Les droits fondamentaux sont essentiels pour comprendre le fondement du droit, que ce soit en tant qu’élément du droit positif ou en tant que concept utilisé dans un discours théorique. Cependant, dans les discours juspositivistes, il est intéressant de constater qu’il existe une nette indépendance entre la notion théorique servant à fonder le système juridique (la norme fondamentale) et une norme faisant partie intégrante du système juridique (les droits fondamentaux).
Ainsi, les droits fondamentaux ne jouent pas de rôle spécifique dans les discours théoriques des auteurs normativistes. Cela ne signifie pas pour autant qu’aucune réflexion ne peut être élaborée sur le fondement du droit dans ce cadre. En réalité, la question du fondement du droit peut être traitée à partir d’autres notions telles que la norme fondamentale, la hiérarchie des normes ou la méta-norme.
Dans ces discours, le fondement du droit apparaît comme un élément insaisissable qui ne peut être abordé en termes de contenu. Il se révèle comme inconsistant.

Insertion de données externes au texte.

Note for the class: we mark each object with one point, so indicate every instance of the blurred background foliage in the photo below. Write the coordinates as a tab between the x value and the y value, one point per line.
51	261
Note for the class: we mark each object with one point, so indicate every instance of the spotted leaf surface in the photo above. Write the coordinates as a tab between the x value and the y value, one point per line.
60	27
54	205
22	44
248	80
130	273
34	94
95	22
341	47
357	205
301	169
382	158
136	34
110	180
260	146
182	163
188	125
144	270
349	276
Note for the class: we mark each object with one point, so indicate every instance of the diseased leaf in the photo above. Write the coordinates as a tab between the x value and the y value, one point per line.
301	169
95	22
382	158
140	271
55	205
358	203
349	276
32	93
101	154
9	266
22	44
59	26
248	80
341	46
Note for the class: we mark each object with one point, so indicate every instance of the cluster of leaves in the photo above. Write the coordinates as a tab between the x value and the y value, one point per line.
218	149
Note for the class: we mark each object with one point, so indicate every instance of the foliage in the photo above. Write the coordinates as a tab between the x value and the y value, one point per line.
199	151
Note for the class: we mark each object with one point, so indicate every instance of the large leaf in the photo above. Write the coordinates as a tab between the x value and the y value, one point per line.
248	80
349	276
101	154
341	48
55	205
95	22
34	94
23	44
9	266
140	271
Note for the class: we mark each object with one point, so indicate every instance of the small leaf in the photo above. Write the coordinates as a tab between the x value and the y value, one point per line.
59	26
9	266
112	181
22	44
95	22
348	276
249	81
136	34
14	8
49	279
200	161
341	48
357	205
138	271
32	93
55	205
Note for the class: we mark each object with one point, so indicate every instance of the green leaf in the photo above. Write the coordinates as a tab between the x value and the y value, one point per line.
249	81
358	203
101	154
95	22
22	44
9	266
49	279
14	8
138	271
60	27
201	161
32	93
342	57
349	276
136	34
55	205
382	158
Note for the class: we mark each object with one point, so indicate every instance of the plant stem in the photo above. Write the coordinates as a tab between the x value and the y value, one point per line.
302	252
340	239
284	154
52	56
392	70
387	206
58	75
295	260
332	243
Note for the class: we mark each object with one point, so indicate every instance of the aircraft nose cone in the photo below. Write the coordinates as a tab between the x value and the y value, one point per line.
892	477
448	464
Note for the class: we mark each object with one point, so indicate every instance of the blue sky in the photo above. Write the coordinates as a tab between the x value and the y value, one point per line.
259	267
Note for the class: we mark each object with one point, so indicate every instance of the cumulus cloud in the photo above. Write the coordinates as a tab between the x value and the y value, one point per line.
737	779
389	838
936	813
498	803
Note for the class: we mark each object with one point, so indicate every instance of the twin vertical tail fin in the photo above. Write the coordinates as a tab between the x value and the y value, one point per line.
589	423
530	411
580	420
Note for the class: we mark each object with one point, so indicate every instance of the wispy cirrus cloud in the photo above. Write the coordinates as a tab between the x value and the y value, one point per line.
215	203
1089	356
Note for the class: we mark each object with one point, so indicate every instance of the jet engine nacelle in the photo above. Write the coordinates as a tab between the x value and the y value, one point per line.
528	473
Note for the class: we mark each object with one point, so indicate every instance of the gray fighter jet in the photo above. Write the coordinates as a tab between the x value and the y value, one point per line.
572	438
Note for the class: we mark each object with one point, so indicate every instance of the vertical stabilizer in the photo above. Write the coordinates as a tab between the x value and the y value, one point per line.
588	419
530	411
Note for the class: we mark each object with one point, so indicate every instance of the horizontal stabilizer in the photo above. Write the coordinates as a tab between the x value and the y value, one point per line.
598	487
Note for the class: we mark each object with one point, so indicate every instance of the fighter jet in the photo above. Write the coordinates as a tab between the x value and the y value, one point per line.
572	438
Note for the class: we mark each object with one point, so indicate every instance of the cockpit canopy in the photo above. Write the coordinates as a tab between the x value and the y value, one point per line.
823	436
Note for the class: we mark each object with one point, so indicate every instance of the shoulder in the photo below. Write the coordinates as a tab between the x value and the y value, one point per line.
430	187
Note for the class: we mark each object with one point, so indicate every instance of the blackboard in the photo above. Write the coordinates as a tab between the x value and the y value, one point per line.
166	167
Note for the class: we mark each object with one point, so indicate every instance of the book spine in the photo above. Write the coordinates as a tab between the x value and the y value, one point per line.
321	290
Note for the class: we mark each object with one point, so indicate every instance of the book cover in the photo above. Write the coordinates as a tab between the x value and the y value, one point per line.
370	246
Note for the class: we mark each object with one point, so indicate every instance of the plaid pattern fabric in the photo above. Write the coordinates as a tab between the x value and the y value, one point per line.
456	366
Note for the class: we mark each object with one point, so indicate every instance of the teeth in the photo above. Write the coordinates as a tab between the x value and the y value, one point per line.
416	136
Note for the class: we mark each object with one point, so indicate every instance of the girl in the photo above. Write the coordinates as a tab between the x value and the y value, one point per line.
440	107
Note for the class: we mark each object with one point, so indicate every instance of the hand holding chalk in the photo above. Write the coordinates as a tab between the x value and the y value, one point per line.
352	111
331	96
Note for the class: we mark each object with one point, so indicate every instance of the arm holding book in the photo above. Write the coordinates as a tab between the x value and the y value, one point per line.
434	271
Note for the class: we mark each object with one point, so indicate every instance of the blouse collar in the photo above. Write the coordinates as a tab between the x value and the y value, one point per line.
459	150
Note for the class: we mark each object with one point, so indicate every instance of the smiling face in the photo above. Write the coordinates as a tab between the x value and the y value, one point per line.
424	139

Par conséquent, les discours normativistes tendent à ignorer les droits fondamentaux et à les rendre inaptes à caractériser la norme fondamentale. Cela signifie que les droits fondamentaux n’ont pas d’utilité théorique quant à l’élucidation du fondement d’un ordre juridique.
Certains discours peuvent être vus comme une stratégie d’occultation. Ces stratégies ne se concrétisent pas de manière uniforme dans tous les cas. Elles peuvent prendre différentes formes, comme le détournement par ricochet de la norme fondamentale kelsenienne par rapport aux droits fondamentaux. Cependant, l’effet de cette occultation est le même : elles permettent aux discours théoriques d’échapper au piège logique de la détermination substantielle du fondement du droit.
Il est intéressant de noter que les discours de M. Troper s’inscrivent dans cette stratégie d’occultation, bien que de manière différente. Dans sa théorie kelsenienne, il utilise les droits fondamentaux comme prétexte pour justifier la construction théorique de la norme fondamentale. En revanche, il ne les considère pas comme une notion spécifique.
La théorie normativiste du droit la plus typique, celle de Kelsen, considère le droit comme un produit de l’État. Elle ne fait plus référence à l’État en tant que tel, mais plutôt à un ordre juridique constitué de normes cohérentes hiérarchiquement plutôt que substantiellement. Kelsen ne propose pas une théorie de l’État, mais une théorie du droit en tant qu’ensemble de normes.
Il convient également de souligner que la théorie de Kelsen ne prend pas les droits fondamentaux au sérieux de la même manière que R. Dworkin. En effet, la conception dworkinienne du système juridique met en lumière une conception des droits fondamentaux axée sur des valeurs, une suprématie et une substance, alors que la théorie de Kelsen les considère simplement comme des normes parmi d’autres.
Il est intéressant de noter que M. Troper propose une variante de la théorie kelsenienne. Son discours théorique se distingue par une réflexion sur l’interprétation, mais il n’adopte pas une position théorique spécifique concernant les droits fondamentaux. Il s’intéresse plutôt à la façon dont le droit est interprété.
En conclusion, il est clair que les discours normativistes occultent souvent les droits fondamentaux et le fondement du droit. Les théories de Kelsen et de Troper, bien qu’avec des nuances différentes, confirment cette tendance à occulter ces éléments. Cependant, il est important de souligner que le traitement des droits fondamentaux et du fondement du droit varie selon les différents discours théoriques.